CARLOS ROSA MOREIRA
CARLOS ROSA MOREIRA
Membro do Cenáculo Fluminense de História e Letras, da Academia Niteroiense de Letras e da Associação Niteroiense de Escritores. Tem oito livros publicados, todos de crônicas e contos.

Por: CARLOS ROSA MOREIRA

08/04/2023

12:32:02

RESPEITO AO TEMPO

Faz tempo que rodamos e ninguém passa por nós. Não há movimento na estrada, há somente uma beleza anciã e pacífica, que parece ter sido petrificada pela solidão e pelo tempo.
RESPEITO AO TEMPO
Estamos no interior da Mancha e a carreterita serpenteia por entre olivais, colinas nuas e ermas planícies dessa velha terra. Pelo retrovisor, o asfalto desaparece numa lombada distante...

    ...Ovelhas caminham mansas na luz colorida do sol de outono. Parecem tangidas por um pastor invisível. Seguem certinhas ao lado de fileiras de álamos, cujas folhas adquirem um tom dourado bonito, que me faz lembrar as tardes de maio em nossa casa, quando esse mesmo sol, distante e frio, mas tão belo, dourava jambeiros e mangueiras. Imagino ouvir o sussurro longínquo das folhas dos álamos. Penso que o pastor deve estar por ali, oculto pela sombra das árvores, com as mãos apoiadas sobre o cajado a observar essas pessoas que passam velozes, perturbando a paz de sua soledade. Toco no acelerador e a máquina responde. Passamos ao lado de uma encosta, paralela a um riacho de águas cristalinas. A terra da encosta tem cor de ferrugem e parece tão velha que se solidificou numa ruína carcomida, e assim ficará para sempre, como se a velhice tivesse se bastado de envelhecer.

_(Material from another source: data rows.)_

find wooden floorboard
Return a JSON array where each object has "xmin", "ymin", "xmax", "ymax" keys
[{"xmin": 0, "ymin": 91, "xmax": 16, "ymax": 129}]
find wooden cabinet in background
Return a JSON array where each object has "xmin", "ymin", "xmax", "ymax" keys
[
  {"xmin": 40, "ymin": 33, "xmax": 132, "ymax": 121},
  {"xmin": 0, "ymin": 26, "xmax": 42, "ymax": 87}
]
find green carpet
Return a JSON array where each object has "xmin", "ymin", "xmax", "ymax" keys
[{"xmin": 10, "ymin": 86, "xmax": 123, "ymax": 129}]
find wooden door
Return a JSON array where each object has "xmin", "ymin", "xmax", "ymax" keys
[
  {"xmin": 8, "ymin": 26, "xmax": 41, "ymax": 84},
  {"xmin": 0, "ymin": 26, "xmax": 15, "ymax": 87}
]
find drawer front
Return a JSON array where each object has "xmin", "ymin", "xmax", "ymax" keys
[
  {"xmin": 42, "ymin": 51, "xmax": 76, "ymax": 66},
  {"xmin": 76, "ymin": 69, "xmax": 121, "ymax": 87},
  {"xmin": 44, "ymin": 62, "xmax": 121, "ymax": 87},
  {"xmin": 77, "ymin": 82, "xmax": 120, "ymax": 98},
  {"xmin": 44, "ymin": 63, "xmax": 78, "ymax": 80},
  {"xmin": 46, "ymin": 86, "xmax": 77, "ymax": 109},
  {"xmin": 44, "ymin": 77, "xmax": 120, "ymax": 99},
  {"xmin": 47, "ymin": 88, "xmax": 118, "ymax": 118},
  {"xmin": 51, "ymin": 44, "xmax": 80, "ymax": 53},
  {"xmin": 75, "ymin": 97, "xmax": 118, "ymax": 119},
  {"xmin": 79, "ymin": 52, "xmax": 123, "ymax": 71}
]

            Ela dormita ao meu lado. Acho que não tem interesse nessa solidão manchega. Mas o carro dá uns solavancos e ela acorda, espreguiça-se, me olha ternamente e diz:

            ─ Gostaria de comer um pêssego
daqueles, como é mesmo? 

            ─ Durazno.

            ─ E a romã?

            ─ Granada.

            ─ Ai, é cada um melhor do que o
outro!

            Chegamos a um deserto de pedras. Tudo à volta é pedra. Pedras amareladas, enferrujadas; pedras esbranquiçadas ao longe. Mas há um vestígio de presença humana: são muros de pedra que parecem não ter fim. Imagino que o povo abandonou essas terras há muito, deixando aquela sequência interminável de pequenas muralhas como testemunhas silenciosas de sua passagem. À nossa frente surgem os telhados de uma aldeia. Atravessamos um leito seco sobre elegante ponte de pedra que uma placa nos diz ter sido construída pelos romanos. Entramos na aldeia que parece dormir. Ou foi abandonada. Paramos o carro ao lado de um solitário poço de pedra no meio da praça. Há uma tienda na esquina, certamente terá granadas e duraznos. Suas portas e janelas são as únicas vidraças naquele pétreo mundo e nos parece estranha modernidade em contraste com tudo à volta. Mas nos decepcionamos; há um aviso na porta: cerrado.

            Ela não gostou. Como é que pode? Toda vez é isso, tudo sempre “cerrado”! Onde está essa gente?

            Observo as casas em torno da praça. As pedras estão mais amareladas com o brilho vespertino do sol. Janelas de madeira cerradas dão um toque mais suave àquela pedra toda. Pelos espaços entre as casas, chega o vento que vem de longe, que gasta e gasta as pedras, que esfria o sol. Olho para ela e vejo seu perfil correto meio oculto pelos cabelos que o vento acaricia e movimenta. É o mesmo vento que durante séculos acaricia os cabelos das mulheres dessa velha aldeia. Ela reclama que tudo está sempre cerrado no interior dessa Espanha que nos faz voltar no tempo. Sh... Coloco o indicador levemente sobre seus lábios, sorrio e a abraço. Ela entende e se aconchega.

            Ouça! Ouça o vento. O vento mexe com o tempo que parou. Olhe como fustiga, veja como implica com o tempo. O tempo incrustado nas pedras, pétreo, visível, palpável. O tempo nem responde às inúteis investidas do vento.

            Ficamos abraçados naquele silêncio ancestral, respeitando o tempo, admirando a força imutável do tempo.